Sunil Kataria, CEO, India and Saarc, Godrej Consumer Products Ltd (GCPL), agrees with Kashyap and says that the wallet of the consumer is getting divided among other emerging necessities like telecom, fashion and entertainment, and it is up to marketeers to create their own shares.
“One thing we have learnt from previous slowdowns is that consumers pull back. They either downtrade in essentials or postpone purchases. Consumer sentiment is negative, so this is the time when companies should focus on volumes,” he says. As per BSE filings, GCPL’s consolidated margins show a marginal increase of 15.81 percent in the quarter ended June ’19, up from 15.36 percent in the same quarter last year.
The rural market constitutes about 31 percent of total sales for the maker of Cinthol soaps and Hit insecticides, which faces competition from regional and informal sectors. The company’s major strategy involves micro-marketing to the smallest of clusters. For example, the company rolled out Urdu advertisements of their Godrej No. 1 soap for the Muslim-dominated region of Rohilkhand in Uttar Pradesh, Bhojpuri films in the Bhojpur district of Bihar for their Nupur hair colour, and are using the local Dakhni language in their communications to stimulate demand in Maharashtra’s Marathwada region.

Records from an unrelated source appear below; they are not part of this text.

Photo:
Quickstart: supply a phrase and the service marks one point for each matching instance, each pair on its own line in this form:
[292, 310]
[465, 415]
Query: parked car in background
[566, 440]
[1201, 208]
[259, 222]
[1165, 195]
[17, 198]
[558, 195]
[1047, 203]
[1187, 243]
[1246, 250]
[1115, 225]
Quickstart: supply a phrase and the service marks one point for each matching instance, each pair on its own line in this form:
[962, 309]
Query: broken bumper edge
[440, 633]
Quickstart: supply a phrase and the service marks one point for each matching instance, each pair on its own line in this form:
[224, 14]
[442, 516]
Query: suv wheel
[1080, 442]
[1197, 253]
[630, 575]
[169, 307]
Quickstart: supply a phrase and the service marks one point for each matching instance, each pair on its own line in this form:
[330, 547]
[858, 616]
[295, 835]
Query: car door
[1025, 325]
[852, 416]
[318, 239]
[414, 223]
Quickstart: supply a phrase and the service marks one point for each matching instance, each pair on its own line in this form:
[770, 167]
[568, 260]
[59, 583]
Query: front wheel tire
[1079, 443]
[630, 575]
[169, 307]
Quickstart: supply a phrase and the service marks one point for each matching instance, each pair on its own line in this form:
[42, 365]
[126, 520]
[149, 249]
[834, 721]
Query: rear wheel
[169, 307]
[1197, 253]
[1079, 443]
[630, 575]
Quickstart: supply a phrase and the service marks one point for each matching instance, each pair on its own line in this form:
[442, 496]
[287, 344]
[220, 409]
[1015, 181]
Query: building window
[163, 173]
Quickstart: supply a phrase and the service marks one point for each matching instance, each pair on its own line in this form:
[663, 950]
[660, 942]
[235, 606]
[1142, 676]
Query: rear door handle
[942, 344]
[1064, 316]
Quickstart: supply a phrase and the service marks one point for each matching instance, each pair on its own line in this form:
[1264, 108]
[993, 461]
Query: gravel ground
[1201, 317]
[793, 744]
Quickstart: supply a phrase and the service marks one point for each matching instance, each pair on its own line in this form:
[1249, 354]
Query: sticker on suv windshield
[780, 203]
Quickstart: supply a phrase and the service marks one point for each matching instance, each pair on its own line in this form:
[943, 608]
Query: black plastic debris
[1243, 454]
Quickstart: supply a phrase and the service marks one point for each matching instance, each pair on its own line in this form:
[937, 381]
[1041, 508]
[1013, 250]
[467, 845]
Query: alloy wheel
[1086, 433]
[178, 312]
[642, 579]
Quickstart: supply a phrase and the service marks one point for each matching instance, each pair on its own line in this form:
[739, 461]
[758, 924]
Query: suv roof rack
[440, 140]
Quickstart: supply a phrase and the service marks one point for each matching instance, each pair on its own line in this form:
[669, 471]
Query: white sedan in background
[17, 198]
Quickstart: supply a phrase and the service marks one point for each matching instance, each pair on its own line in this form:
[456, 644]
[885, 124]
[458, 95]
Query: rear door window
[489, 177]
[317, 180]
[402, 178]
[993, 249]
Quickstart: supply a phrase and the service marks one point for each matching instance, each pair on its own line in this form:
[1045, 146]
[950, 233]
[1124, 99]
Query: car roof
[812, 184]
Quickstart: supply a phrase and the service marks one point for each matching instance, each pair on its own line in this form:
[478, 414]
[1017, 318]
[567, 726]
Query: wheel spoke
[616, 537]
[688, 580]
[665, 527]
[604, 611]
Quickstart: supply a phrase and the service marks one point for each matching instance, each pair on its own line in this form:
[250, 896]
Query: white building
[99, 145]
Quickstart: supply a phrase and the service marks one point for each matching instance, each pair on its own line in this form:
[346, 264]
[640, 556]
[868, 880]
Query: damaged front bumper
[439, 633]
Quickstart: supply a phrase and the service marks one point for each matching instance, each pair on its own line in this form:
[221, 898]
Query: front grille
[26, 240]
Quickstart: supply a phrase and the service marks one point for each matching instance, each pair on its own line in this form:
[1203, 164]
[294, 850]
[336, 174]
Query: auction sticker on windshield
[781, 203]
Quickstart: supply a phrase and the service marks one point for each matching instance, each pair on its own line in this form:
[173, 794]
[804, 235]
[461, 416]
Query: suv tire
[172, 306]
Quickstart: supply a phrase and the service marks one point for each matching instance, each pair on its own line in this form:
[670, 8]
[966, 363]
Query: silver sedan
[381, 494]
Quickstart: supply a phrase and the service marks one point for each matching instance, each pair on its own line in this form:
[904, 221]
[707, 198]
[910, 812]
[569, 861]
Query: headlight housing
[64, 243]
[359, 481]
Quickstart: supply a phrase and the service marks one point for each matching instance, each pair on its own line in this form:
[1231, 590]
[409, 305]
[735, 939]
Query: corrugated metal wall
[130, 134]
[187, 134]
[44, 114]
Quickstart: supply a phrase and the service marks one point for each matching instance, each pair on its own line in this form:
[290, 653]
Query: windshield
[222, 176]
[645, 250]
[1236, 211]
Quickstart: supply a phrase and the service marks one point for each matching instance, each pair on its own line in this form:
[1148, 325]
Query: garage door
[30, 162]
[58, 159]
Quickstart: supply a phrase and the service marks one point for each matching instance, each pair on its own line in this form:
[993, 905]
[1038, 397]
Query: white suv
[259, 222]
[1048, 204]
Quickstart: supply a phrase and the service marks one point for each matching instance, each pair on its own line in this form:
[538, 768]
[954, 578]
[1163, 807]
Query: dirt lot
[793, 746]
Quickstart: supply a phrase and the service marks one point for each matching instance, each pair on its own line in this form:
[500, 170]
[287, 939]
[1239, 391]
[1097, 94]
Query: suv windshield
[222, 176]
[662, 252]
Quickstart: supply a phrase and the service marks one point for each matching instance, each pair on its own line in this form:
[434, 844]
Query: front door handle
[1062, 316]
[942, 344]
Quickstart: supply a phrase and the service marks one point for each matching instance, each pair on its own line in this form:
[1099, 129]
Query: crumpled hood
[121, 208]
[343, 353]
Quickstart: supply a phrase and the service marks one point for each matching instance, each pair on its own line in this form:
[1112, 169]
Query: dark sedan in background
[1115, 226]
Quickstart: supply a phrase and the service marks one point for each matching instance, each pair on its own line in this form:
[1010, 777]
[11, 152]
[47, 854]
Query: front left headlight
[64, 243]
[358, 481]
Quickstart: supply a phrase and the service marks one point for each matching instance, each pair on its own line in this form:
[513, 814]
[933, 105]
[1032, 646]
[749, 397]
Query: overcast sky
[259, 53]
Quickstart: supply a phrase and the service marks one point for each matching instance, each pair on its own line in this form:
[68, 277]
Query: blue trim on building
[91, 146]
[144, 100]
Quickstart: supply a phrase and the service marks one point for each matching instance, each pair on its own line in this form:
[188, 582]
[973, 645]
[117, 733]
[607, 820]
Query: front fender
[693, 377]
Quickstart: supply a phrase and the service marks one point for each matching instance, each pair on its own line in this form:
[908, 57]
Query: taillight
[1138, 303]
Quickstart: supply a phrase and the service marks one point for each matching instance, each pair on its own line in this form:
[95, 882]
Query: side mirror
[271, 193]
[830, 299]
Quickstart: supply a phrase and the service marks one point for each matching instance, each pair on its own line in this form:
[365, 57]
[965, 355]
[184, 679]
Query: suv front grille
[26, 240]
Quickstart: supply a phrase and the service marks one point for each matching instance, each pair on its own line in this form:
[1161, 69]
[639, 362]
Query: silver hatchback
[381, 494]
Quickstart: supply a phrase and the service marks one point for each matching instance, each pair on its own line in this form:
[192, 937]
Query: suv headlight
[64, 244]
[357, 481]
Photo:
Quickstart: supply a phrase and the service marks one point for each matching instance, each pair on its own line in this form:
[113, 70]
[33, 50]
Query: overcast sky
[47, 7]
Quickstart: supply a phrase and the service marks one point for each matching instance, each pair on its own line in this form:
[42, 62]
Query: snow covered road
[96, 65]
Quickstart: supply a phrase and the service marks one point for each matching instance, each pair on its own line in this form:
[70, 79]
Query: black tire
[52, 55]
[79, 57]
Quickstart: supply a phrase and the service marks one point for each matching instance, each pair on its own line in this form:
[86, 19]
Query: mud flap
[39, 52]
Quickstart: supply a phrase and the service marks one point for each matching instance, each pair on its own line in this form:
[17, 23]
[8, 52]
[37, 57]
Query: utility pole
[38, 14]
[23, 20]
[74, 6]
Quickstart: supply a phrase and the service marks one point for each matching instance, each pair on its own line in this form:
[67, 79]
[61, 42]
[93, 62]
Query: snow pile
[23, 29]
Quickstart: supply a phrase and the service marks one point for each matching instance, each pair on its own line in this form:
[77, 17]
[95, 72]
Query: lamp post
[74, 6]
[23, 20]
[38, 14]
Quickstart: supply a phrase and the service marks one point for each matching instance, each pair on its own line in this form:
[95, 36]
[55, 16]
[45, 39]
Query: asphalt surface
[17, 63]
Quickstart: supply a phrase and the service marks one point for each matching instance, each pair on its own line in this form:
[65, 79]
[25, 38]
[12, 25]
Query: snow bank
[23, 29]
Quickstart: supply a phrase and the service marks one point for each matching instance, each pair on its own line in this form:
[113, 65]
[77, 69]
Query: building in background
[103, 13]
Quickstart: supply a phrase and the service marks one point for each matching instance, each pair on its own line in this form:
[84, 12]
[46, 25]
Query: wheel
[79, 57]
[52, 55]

Companies unanimously believe that the big-bang reforms stimuli promised by the government will soon script a turnaround. Till then, says Harsha V Agarwal, director of Kolkata-based Emami Limited, companies must bank on strong stock-keeping unit (SKU) strategies. The manufacturer of Navratna hair oil, Boroplus cream and Zandu balm believes that region-specific SKUs across product categories through direct distribution would help them stay ahead of the curve. “Companies need to work harder and more smartly to come out stronger. Money has to be spent smartly and in the right places,” says Agarwal.

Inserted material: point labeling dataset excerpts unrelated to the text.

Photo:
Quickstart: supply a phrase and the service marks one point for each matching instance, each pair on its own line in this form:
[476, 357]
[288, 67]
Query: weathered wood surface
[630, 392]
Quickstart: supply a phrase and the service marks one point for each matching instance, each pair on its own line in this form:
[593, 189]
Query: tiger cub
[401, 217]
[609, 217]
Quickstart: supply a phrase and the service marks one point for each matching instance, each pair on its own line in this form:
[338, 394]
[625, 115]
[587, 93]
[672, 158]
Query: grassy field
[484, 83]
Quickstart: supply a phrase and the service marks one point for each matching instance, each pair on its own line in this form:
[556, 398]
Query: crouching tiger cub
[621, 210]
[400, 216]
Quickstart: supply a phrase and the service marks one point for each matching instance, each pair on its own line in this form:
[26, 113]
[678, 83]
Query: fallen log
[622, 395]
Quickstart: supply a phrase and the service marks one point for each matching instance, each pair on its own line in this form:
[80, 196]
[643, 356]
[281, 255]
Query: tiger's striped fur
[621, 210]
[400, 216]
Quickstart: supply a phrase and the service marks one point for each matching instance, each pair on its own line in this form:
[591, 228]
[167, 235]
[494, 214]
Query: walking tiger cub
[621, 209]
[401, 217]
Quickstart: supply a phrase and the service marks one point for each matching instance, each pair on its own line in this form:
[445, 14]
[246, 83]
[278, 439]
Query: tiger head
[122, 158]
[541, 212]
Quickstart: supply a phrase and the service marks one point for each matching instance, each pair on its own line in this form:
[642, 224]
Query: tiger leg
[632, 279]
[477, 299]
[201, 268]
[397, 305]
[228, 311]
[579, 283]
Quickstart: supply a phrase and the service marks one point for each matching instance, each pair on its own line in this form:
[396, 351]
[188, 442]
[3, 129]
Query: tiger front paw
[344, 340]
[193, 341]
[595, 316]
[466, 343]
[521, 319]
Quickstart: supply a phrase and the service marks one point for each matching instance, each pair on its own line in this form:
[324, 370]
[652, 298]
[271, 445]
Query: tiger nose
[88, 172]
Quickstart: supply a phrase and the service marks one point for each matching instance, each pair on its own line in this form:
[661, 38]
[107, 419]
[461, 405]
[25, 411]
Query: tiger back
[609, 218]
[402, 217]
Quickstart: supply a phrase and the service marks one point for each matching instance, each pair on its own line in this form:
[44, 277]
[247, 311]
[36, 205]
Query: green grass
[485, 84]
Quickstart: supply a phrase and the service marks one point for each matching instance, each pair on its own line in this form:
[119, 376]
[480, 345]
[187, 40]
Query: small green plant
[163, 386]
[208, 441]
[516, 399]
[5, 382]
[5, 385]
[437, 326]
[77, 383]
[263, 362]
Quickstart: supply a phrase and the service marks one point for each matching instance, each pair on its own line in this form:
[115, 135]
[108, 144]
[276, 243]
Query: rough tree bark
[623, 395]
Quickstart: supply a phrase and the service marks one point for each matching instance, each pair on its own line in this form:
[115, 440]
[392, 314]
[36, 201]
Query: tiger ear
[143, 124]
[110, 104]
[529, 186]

Abneesh Roy, executive vice president, Edelweiss Securities, says that strategies like price cuts, focus on LUPs and strengthening of direct distribution indicate that companies are acting quickly based on the experiences of past slowdowns. “There is a risk of the slowdown continuing if government announcements are not followed by implementation, but I would not expect a let-down on that front. We could expect rural recovery by the end of this fiscal year.”